Operational Segment Performance 
In the Americas, net revenues for Levi’s brand business grew 7 percent on reported and constant-currency bases to $823 million, driven by both our DTC and wholesale channels. DTC net revenues increased 15 percent driven by strength in our company-operated mainline and outlet stores and e-commerce. U.S. DTC net revenues grew to record levels. Wholesale net revenues grew 4 percent, driven by growth of Levi’s brand in Canada and the U.S.

Operating income for the Americas segment decreased due to lower gross margins and higher SG&A expenses as a percentage of net revenues, partially offset by higher net revenues.

In Europe, net revenues for Levi’s brand business decreased 3 percent on a reported basis to $455 million. On a constant-currency basis, net revenues increased 2 percent, including a 4 percent negative impact from the suspension of our business in Russia. DTC net revenues increased 4 percent on a reported basis and 8 percent on a constant-currency basis, or 19 percent excluding Russia. Wholesale net revenues decreased 8 percent on a reported basis and 3 percent on a constant-currency basis, reflecting the ongoing retailer inventory rebalancing in the region.

Operating income for the Europe segment decreased due to lower net revenues and gross margins and higher SG&A expenses as a percentage of net revenues.

In Asia, net revenues for Levi’s brand business increased 12 percent on a reported basis to $290 million and 22 percent on a constant-currency basis. The increase in net revenues was driven by all markets outside China. DTC net revenues increased 15 percent on a reported basis and 25 percent on a constant-currency basis, driven by strength in our company-operated mainline and outlet stores and e-commerce. Wholesale net revenues increased 9 percent on a reported basis and 19 percent on a constant-currency basis.

Operating income for the Asia segment increased due to higher net revenues and lower SG&A expenses as a percentage of net revenues, partially offset by lower gross margins.

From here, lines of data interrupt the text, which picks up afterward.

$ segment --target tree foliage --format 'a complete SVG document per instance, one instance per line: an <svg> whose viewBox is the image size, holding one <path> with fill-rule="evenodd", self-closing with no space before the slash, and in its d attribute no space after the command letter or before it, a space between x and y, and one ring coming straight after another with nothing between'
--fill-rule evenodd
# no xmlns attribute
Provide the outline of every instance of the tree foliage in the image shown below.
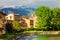
<svg viewBox="0 0 60 40"><path fill-rule="evenodd" d="M20 31L21 30L21 25L18 21L14 21L13 22L13 28L17 31Z"/></svg>
<svg viewBox="0 0 60 40"><path fill-rule="evenodd" d="M60 28L60 8L41 6L36 9L37 27L40 29Z"/></svg>

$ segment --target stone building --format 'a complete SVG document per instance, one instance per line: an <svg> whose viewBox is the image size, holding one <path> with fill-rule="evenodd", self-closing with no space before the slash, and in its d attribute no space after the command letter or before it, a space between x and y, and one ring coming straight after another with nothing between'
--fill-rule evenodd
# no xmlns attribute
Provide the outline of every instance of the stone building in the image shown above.
<svg viewBox="0 0 60 40"><path fill-rule="evenodd" d="M19 14L14 14L14 13L8 13L5 17L7 22L12 22L12 21L19 21L20 19Z"/></svg>
<svg viewBox="0 0 60 40"><path fill-rule="evenodd" d="M0 34L5 34L4 25L7 22L12 23L13 21L19 21L21 23L21 28L36 28L37 17L35 14L31 14L30 17L26 17L12 12L8 14L0 12Z"/></svg>
<svg viewBox="0 0 60 40"><path fill-rule="evenodd" d="M5 16L6 14L4 14L3 12L0 12L0 35L1 34L5 34Z"/></svg>

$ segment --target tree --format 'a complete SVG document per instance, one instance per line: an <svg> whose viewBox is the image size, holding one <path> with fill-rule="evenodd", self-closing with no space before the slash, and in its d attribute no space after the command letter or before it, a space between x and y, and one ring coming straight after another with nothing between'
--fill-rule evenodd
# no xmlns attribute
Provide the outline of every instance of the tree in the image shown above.
<svg viewBox="0 0 60 40"><path fill-rule="evenodd" d="M12 23L6 23L5 28L6 28L7 33L12 33L13 32Z"/></svg>
<svg viewBox="0 0 60 40"><path fill-rule="evenodd" d="M45 6L41 6L36 9L37 27L40 29L47 29L50 26L51 9Z"/></svg>
<svg viewBox="0 0 60 40"><path fill-rule="evenodd" d="M60 8L54 8L52 10L52 27L54 30L60 29Z"/></svg>
<svg viewBox="0 0 60 40"><path fill-rule="evenodd" d="M18 21L13 22L13 28L14 30L20 31L21 30L21 25Z"/></svg>

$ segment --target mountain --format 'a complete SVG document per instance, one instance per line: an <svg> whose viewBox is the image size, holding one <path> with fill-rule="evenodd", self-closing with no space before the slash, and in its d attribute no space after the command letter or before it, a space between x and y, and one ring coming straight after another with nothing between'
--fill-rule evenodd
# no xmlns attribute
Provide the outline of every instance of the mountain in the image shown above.
<svg viewBox="0 0 60 40"><path fill-rule="evenodd" d="M35 8L24 8L24 7L7 7L7 8L0 8L0 10L4 13L9 13L9 11L13 13L18 13L20 15L28 16L29 14L35 12Z"/></svg>

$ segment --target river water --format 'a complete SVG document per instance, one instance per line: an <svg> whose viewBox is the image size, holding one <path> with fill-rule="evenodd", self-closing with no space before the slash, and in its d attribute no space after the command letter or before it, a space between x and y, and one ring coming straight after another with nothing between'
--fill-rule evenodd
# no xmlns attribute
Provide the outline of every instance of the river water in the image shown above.
<svg viewBox="0 0 60 40"><path fill-rule="evenodd" d="M60 40L60 37L48 37L48 36L23 36L18 40Z"/></svg>

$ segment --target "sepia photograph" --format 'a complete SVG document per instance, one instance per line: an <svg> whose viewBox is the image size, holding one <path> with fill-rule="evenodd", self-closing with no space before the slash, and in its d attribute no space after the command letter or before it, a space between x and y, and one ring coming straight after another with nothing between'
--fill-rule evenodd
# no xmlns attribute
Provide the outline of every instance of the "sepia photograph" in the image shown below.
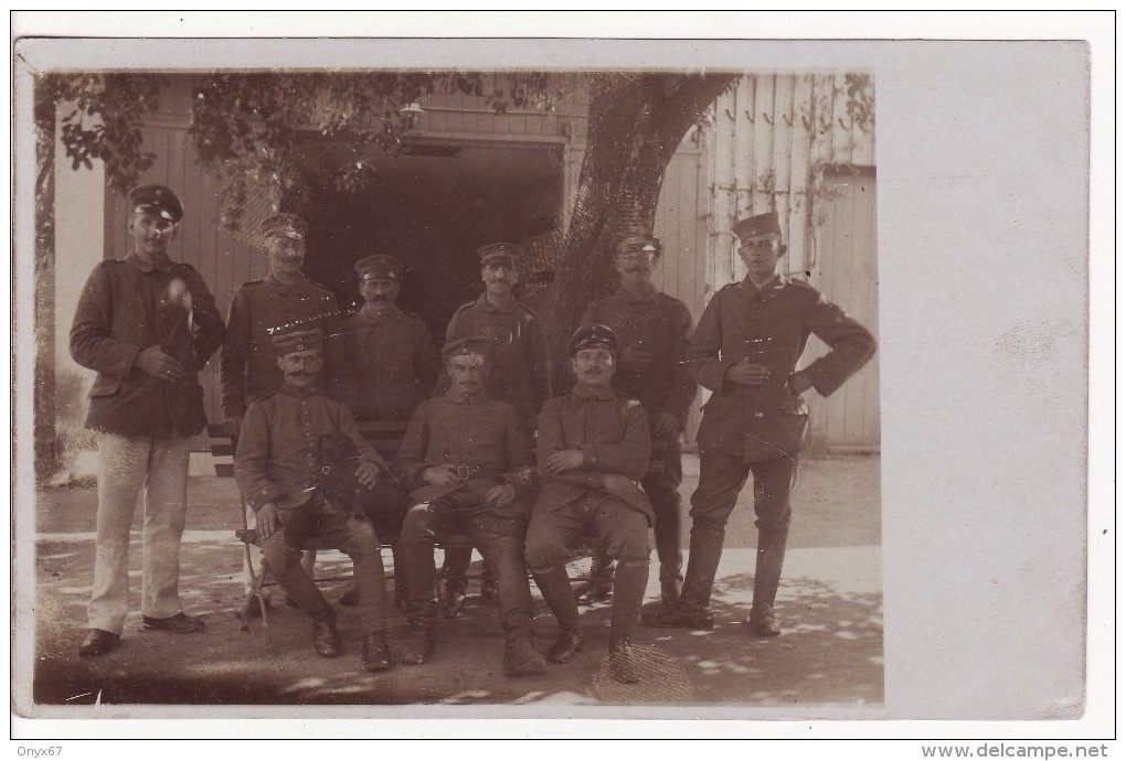
<svg viewBox="0 0 1126 761"><path fill-rule="evenodd" d="M15 51L29 726L1082 717L1081 43Z"/></svg>

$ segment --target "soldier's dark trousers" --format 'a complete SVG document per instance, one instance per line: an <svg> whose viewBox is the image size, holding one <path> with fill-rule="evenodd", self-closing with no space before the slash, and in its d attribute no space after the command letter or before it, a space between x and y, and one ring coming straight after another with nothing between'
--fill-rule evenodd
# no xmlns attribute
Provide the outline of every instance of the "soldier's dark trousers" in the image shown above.
<svg viewBox="0 0 1126 761"><path fill-rule="evenodd" d="M723 553L724 528L749 474L754 476L754 525L759 548L754 563L753 605L774 605L786 557L786 539L792 517L789 491L797 471L792 457L744 463L722 451L700 451L700 482L692 493L691 538L688 571L680 605L692 611L706 610L712 584Z"/></svg>
<svg viewBox="0 0 1126 761"><path fill-rule="evenodd" d="M483 511L455 513L444 505L449 495L432 505L413 504L403 519L399 535L399 555L403 564L403 593L408 621L432 626L438 618L435 600L436 539L465 535L493 568L497 580L497 606L506 638L531 635L531 592L524 564L525 522L517 518Z"/></svg>
<svg viewBox="0 0 1126 761"><path fill-rule="evenodd" d="M649 582L649 521L644 513L593 492L553 512L536 513L525 539L528 567L558 625L574 626L579 623L579 606L564 562L588 532L601 539L606 554L618 562L610 638L632 637Z"/></svg>
<svg viewBox="0 0 1126 761"><path fill-rule="evenodd" d="M680 549L680 441L677 437L653 441L649 471L641 480L656 521L653 523L653 544L661 563L661 581L683 576L683 552Z"/></svg>
<svg viewBox="0 0 1126 761"><path fill-rule="evenodd" d="M649 471L641 480L649 503L653 505L656 521L653 523L653 546L661 564L661 581L674 579L683 581L681 573L685 556L680 548L680 482L683 468L680 463L680 440L677 437L654 439ZM599 553L590 568L591 581L610 583L614 580L613 561Z"/></svg>
<svg viewBox="0 0 1126 761"><path fill-rule="evenodd" d="M301 565L302 549L339 549L352 561L365 632L387 628L386 579L379 539L367 518L324 509L314 498L282 513L282 527L262 541L262 555L278 585L314 620L333 617L332 606Z"/></svg>

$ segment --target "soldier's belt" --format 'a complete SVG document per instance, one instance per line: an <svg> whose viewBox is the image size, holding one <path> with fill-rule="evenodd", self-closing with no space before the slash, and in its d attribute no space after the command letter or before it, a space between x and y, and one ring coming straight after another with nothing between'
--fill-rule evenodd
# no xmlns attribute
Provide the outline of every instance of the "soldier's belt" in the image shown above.
<svg viewBox="0 0 1126 761"><path fill-rule="evenodd" d="M458 481L468 481L470 478L497 478L500 476L491 467L484 465L454 465L450 463L450 467L457 471Z"/></svg>

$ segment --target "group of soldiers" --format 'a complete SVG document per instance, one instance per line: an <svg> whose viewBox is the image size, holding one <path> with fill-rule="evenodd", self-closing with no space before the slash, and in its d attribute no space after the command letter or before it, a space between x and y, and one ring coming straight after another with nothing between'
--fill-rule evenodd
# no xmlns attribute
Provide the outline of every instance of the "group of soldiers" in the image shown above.
<svg viewBox="0 0 1126 761"><path fill-rule="evenodd" d="M303 550L338 548L352 559L355 587L341 602L359 607L364 669L385 671L394 660L432 656L436 592L456 612L471 558L468 548L447 548L439 584L435 544L467 536L499 608L504 673L540 674L545 662L573 660L584 643L580 601L613 599L610 673L636 682L638 621L712 628L724 526L749 474L759 528L749 625L759 636L780 633L774 601L807 438L801 394L832 393L875 343L813 287L778 271L785 245L775 213L733 226L748 275L713 296L695 331L688 307L653 285L660 241L649 231L623 235L619 285L587 306L562 358L573 385L553 395L543 325L513 294L516 244L479 250L484 293L454 313L439 358L422 321L396 306L404 267L393 256L356 262L364 305L343 315L302 274L305 221L278 214L261 231L269 275L238 289L224 323L198 272L168 258L184 215L176 194L136 188L129 208L133 248L95 268L71 331L73 357L98 371L87 421L99 431L97 557L80 654L118 644L142 490L142 625L204 628L180 609L177 558L189 444L206 422L196 374L221 347L235 480L265 564L312 620L320 655L338 655L341 642ZM830 350L795 371L811 333ZM712 393L683 570L680 433L697 384ZM365 440L369 421L406 424L397 450L381 454ZM334 469L348 489L329 483ZM642 614L651 529L661 602ZM388 534L397 534L396 596L409 624L396 659L379 553ZM565 562L587 535L601 549L591 580L574 590ZM533 645L529 571L558 625L544 654Z"/></svg>

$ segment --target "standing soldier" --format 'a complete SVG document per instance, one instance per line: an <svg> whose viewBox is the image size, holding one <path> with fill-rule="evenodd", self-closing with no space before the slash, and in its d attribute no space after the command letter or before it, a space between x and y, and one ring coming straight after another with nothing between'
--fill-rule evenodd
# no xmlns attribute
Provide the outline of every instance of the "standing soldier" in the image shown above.
<svg viewBox="0 0 1126 761"><path fill-rule="evenodd" d="M660 257L661 242L655 235L631 233L623 238L614 257L620 285L615 293L588 305L581 322L601 323L614 330L623 347L614 387L640 401L649 415L652 455L641 485L656 516L653 537L661 563L661 600L673 607L683 580L679 433L685 430L688 408L696 399L696 382L685 362L692 330L688 306L653 286L653 267ZM587 599L608 597L608 558L596 556ZM607 571L599 573L600 568Z"/></svg>
<svg viewBox="0 0 1126 761"><path fill-rule="evenodd" d="M395 306L403 263L376 254L356 262L364 306L345 319L348 397L356 418L405 424L438 384L426 323Z"/></svg>
<svg viewBox="0 0 1126 761"><path fill-rule="evenodd" d="M403 263L395 257L374 254L355 265L364 306L345 319L345 357L348 367L348 400L360 423L401 422L438 384L438 358L426 323L395 306L402 283ZM397 449L399 442L394 442ZM378 442L375 445L379 449ZM395 451L379 451L394 457ZM379 513L369 516L383 534L399 534L406 498L381 483ZM397 552L396 552L397 558ZM399 566L396 562L396 567ZM400 584L396 581L396 589ZM352 584L340 603L356 605L358 588Z"/></svg>
<svg viewBox="0 0 1126 761"><path fill-rule="evenodd" d="M238 444L242 417L252 403L282 387L282 370L274 353L272 335L291 330L320 330L324 339L323 386L340 395L343 369L340 311L328 288L302 274L305 263L305 233L309 224L296 214L275 214L262 223L262 250L270 263L265 279L244 283L234 292L226 321L226 341L220 361L223 387L223 418L226 432ZM248 525L254 514L247 509ZM313 573L315 552L304 557ZM248 582L249 584L249 582ZM248 596L251 588L248 585ZM245 611L259 611L248 597Z"/></svg>
<svg viewBox="0 0 1126 761"><path fill-rule="evenodd" d="M712 391L696 436L699 487L692 494L688 572L680 605L646 614L652 626L709 629L712 584L723 553L724 527L749 473L754 475L759 547L748 623L760 637L781 633L774 614L789 534L789 492L808 431L802 393L837 391L875 351L856 320L813 286L778 272L786 253L778 214L732 226L747 265L741 283L712 297L688 350L692 375ZM825 356L795 371L813 333Z"/></svg>
<svg viewBox="0 0 1126 761"><path fill-rule="evenodd" d="M450 384L423 402L411 420L395 466L415 486L403 521L406 620L403 663L422 663L435 642L434 540L467 534L497 574L504 628L504 673L540 674L531 646L531 593L524 532L531 496L531 453L516 408L485 393L492 341L462 339L443 356Z"/></svg>
<svg viewBox="0 0 1126 761"><path fill-rule="evenodd" d="M515 243L490 243L477 249L477 254L485 292L454 313L446 329L446 342L476 335L492 341L493 369L486 392L515 406L520 414L520 427L530 436L536 430L536 415L552 388L543 325L536 313L512 295L520 279L517 259L524 257L524 250ZM443 602L447 615L456 614L465 600L465 572L470 558L471 553L465 549L446 553ZM484 582L484 590L488 596L489 582Z"/></svg>
<svg viewBox="0 0 1126 761"><path fill-rule="evenodd" d="M641 403L614 391L617 342L606 325L583 325L569 344L574 387L539 413L536 459L543 486L531 508L525 558L560 626L547 660L568 663L582 648L579 606L564 562L584 532L618 562L610 610L610 674L640 681L631 639L649 582L653 509L637 482L649 465L649 421Z"/></svg>
<svg viewBox="0 0 1126 761"><path fill-rule="evenodd" d="M98 528L90 629L79 654L113 650L128 610L129 526L144 490L141 618L189 633L180 609L180 538L191 437L207 420L196 374L223 342L215 299L190 265L168 258L184 206L161 185L129 193L133 249L93 268L74 313L70 351L98 377L86 426L98 431Z"/></svg>

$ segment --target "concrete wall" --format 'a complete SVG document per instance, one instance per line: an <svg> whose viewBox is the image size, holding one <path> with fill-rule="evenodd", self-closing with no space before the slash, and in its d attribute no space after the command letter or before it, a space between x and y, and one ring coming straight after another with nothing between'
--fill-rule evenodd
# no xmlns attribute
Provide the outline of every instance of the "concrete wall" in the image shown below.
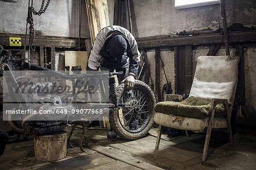
<svg viewBox="0 0 256 170"><path fill-rule="evenodd" d="M177 10L174 0L133 1L133 27L136 38L176 34L186 31L222 27L220 7L218 5ZM241 23L246 26L256 26L256 4L254 0L226 0L227 25ZM251 47L252 46L252 47ZM245 48L245 85L246 105L256 108L256 44ZM192 51L193 70L195 71L199 56L206 55L209 46L195 46ZM230 49L234 55L235 48ZM161 57L165 69L174 90L174 52L161 48ZM225 55L224 47L217 55ZM155 50L147 52L151 72L155 81ZM160 86L166 83L163 68L160 67Z"/></svg>
<svg viewBox="0 0 256 170"><path fill-rule="evenodd" d="M226 0L227 25L256 26L254 0ZM183 30L222 27L220 5L176 10L175 0L133 1L135 38L175 34Z"/></svg>
<svg viewBox="0 0 256 170"><path fill-rule="evenodd" d="M81 36L90 38L85 1L82 2ZM0 1L0 32L25 34L28 3L28 1ZM34 1L36 11L40 10L41 3L42 1ZM79 16L79 1L51 1L46 13L33 15L34 29L42 31L43 35L77 38Z"/></svg>

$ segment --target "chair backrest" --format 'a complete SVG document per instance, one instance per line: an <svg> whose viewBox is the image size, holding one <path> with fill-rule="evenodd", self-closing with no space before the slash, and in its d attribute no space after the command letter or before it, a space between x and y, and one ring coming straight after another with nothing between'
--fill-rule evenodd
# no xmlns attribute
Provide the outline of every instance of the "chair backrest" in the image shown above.
<svg viewBox="0 0 256 170"><path fill-rule="evenodd" d="M227 98L233 104L239 61L239 56L200 56L189 96L208 101Z"/></svg>

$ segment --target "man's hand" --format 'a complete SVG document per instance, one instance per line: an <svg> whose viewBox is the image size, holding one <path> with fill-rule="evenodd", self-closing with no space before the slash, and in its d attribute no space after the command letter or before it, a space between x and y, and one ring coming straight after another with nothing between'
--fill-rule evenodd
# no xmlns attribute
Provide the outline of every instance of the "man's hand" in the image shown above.
<svg viewBox="0 0 256 170"><path fill-rule="evenodd" d="M135 84L135 78L134 76L132 74L130 74L125 78L123 81L122 81L121 83L125 82L125 86L126 90L130 90L133 89L134 87Z"/></svg>

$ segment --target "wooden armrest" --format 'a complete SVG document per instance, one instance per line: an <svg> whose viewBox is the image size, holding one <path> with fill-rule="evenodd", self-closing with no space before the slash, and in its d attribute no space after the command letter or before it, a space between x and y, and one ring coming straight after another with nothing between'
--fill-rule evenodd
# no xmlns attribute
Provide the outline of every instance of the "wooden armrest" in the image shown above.
<svg viewBox="0 0 256 170"><path fill-rule="evenodd" d="M226 105L228 116L230 118L229 102L227 99L213 98L212 99L212 117L214 117L215 113L215 107L217 104L224 104Z"/></svg>
<svg viewBox="0 0 256 170"><path fill-rule="evenodd" d="M223 98L213 98L212 99L212 109L215 108L217 104L224 104L227 107L229 107L229 102L227 99Z"/></svg>
<svg viewBox="0 0 256 170"><path fill-rule="evenodd" d="M178 99L182 101L182 96L179 94L166 94L164 96L164 101L171 101L174 99Z"/></svg>

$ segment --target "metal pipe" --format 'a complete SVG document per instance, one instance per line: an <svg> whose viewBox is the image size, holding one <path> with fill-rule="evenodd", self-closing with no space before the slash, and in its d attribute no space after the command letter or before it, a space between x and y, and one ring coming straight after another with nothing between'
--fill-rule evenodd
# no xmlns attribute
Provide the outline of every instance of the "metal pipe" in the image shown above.
<svg viewBox="0 0 256 170"><path fill-rule="evenodd" d="M221 0L221 19L222 20L223 24L223 32L224 34L224 43L225 48L226 49L226 55L229 56L229 36L228 35L228 30L226 29L226 13L225 11L225 3L224 0Z"/></svg>
<svg viewBox="0 0 256 170"><path fill-rule="evenodd" d="M79 4L79 51L80 51L81 22L82 16L82 1L80 0Z"/></svg>

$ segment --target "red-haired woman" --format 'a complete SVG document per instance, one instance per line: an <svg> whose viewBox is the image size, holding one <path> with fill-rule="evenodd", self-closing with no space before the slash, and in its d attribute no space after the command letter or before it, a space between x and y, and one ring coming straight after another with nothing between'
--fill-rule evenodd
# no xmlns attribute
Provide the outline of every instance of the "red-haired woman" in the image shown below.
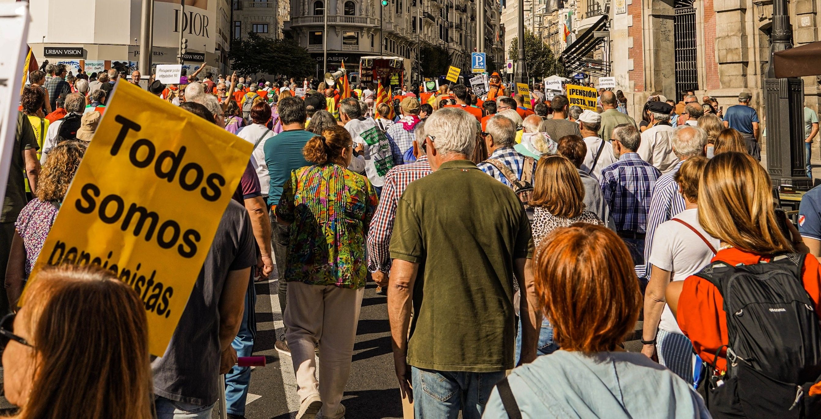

For Other Brands, Dockers and Beyond Yoga combined, net revenues increased 24 percent on a reported basis to $121 million and 25 percent on a constant-currency basis. Dockers was up 28 percent on a reported basis and 29 percent on a constant-currency basis. Beyond Yoga was up 11 percent on reported and constant-currency bases. Other Brands operating income decreased due to lower gross margins and higher SG&A expenses as a percentage of net revenues.

Guidance 
The company reaffirms expectations for fiscal 2023 as follows:

  • Net revenues between $6.3 billion and $6.4 billion, reflecting reported revenue growth of 1.5 percent to 3 percent year-over-year.
  • Adjusted diluted EPS of $1.30 to $1.40.